To analyze the system of equations and determine the number of solutions, we can start by rewriting the given equations, solving for one variable in terms of the other, and checking their relationships.
Step 1: Write the equations
- \( 2x = y + 4 \)
- \( -4x + 2y = 2 \)
Step 2: Rearranging the first equation
From the first equation, we can express \( y \) in terms of \( x \): \[ y = 2x - 4 \]
Step 3: Rearranging the second equation
Next, we can simplify the second equation: \[ -4x + 2y = 2 \] We can isolate \( y \) by first moving \( -4x \) to the right side: \[ 2y = 4x + 2 \] Now, divide by 2: \[ y = 2x + 1 \]

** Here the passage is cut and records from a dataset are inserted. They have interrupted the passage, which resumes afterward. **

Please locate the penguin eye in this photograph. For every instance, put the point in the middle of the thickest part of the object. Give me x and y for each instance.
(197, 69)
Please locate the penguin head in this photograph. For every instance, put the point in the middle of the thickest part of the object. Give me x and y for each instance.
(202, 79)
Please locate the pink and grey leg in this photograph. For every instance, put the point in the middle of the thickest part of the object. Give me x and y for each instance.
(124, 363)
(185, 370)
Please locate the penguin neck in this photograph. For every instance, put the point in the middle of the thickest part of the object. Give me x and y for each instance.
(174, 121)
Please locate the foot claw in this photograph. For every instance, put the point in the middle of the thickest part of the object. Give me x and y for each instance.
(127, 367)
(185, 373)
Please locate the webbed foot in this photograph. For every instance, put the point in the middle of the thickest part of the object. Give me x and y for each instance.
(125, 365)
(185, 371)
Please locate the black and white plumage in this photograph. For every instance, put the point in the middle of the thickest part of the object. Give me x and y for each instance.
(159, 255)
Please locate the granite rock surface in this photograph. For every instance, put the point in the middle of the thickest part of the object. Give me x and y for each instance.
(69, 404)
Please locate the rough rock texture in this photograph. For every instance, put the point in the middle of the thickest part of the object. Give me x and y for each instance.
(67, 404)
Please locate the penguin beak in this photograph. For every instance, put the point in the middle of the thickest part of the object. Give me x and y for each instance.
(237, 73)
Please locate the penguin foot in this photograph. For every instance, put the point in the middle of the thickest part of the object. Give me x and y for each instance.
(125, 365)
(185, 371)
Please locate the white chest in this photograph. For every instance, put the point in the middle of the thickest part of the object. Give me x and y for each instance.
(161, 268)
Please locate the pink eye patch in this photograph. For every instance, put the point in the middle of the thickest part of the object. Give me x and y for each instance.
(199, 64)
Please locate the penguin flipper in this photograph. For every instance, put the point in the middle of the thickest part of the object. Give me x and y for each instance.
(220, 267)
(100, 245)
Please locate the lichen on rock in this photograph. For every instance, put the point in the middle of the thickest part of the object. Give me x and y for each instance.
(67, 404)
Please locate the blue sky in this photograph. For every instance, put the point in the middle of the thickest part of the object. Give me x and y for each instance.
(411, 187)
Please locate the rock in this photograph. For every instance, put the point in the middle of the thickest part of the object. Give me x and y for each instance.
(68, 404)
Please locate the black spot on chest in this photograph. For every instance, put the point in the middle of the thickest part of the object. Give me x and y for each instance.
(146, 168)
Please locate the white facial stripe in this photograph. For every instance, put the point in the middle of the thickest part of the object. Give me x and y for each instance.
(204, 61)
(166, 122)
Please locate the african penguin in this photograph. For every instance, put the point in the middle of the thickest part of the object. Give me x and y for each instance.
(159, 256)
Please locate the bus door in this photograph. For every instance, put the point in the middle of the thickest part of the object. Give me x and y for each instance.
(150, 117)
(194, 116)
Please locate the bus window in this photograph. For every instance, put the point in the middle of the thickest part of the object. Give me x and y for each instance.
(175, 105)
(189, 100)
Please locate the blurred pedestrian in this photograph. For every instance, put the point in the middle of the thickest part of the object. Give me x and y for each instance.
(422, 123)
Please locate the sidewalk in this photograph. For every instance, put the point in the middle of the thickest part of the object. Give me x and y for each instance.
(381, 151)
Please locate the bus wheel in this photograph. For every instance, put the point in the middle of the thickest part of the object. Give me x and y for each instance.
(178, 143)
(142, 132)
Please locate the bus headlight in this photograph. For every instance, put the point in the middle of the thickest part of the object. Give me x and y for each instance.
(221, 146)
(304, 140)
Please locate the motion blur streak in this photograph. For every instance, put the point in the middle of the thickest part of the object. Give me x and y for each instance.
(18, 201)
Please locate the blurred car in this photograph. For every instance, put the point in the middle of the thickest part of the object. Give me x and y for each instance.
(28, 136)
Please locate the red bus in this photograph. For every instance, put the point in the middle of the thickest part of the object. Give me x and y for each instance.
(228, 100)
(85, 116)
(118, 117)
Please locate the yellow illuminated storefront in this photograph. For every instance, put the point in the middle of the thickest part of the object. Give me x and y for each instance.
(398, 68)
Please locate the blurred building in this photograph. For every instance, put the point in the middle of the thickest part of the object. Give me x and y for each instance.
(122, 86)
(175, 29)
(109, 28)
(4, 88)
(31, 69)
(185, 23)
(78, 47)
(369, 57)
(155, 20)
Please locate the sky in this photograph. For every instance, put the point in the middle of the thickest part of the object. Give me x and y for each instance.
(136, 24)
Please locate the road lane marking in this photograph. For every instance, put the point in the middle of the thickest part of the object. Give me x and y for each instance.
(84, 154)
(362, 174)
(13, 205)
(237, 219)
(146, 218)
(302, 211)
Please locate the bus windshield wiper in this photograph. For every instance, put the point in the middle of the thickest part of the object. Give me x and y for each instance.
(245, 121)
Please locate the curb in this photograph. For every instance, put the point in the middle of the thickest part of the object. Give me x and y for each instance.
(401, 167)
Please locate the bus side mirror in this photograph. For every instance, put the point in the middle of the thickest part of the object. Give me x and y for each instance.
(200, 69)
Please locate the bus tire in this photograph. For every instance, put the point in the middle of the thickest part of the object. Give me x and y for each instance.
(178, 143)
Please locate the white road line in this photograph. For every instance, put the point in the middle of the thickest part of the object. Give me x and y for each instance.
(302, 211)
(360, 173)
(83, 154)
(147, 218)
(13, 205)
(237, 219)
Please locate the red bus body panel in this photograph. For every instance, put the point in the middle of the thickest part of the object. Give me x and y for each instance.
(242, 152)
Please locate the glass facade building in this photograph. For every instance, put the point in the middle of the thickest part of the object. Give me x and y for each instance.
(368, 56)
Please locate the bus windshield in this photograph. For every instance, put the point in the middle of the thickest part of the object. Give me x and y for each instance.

Step 4: Compare the two equations
We now have two equations in slope-intercept form:
- \( y = 2x - 4 \)
- \( y = 2x + 1 \)
Both lines have the same slope of \( 2 \). However, they have different \( y \)-intercepts (the first equation has \( -4 \) and the second has \( +1 \)). Because they have the same slope but different intercepts, these two lines are parallel.
Conclusion about the number of solutions
Since the lines are parallel, they will never intersect. Therefore, the system of equations has no solutions.
How to tell from the graph
If you were to graph these equations, you would plot both lines on the same coordinate plane.
- The first line would slope upwards with a slope of 2 and cross the y-axis at -4.
- The second line would also slope upwards with the same slope of 2, but would cross the y-axis at +1.
Since both lines are parallel, as stated earlier, they would never meet at any point, confirming that the system of equations has no solutions.
Summary
- From algebra: The lines have the same slope and different intercepts, indicating that they are parallel with no intersection points (no solutions).
- From the graph: Visual representation would show two parallel lines that do not intersect (no solutions).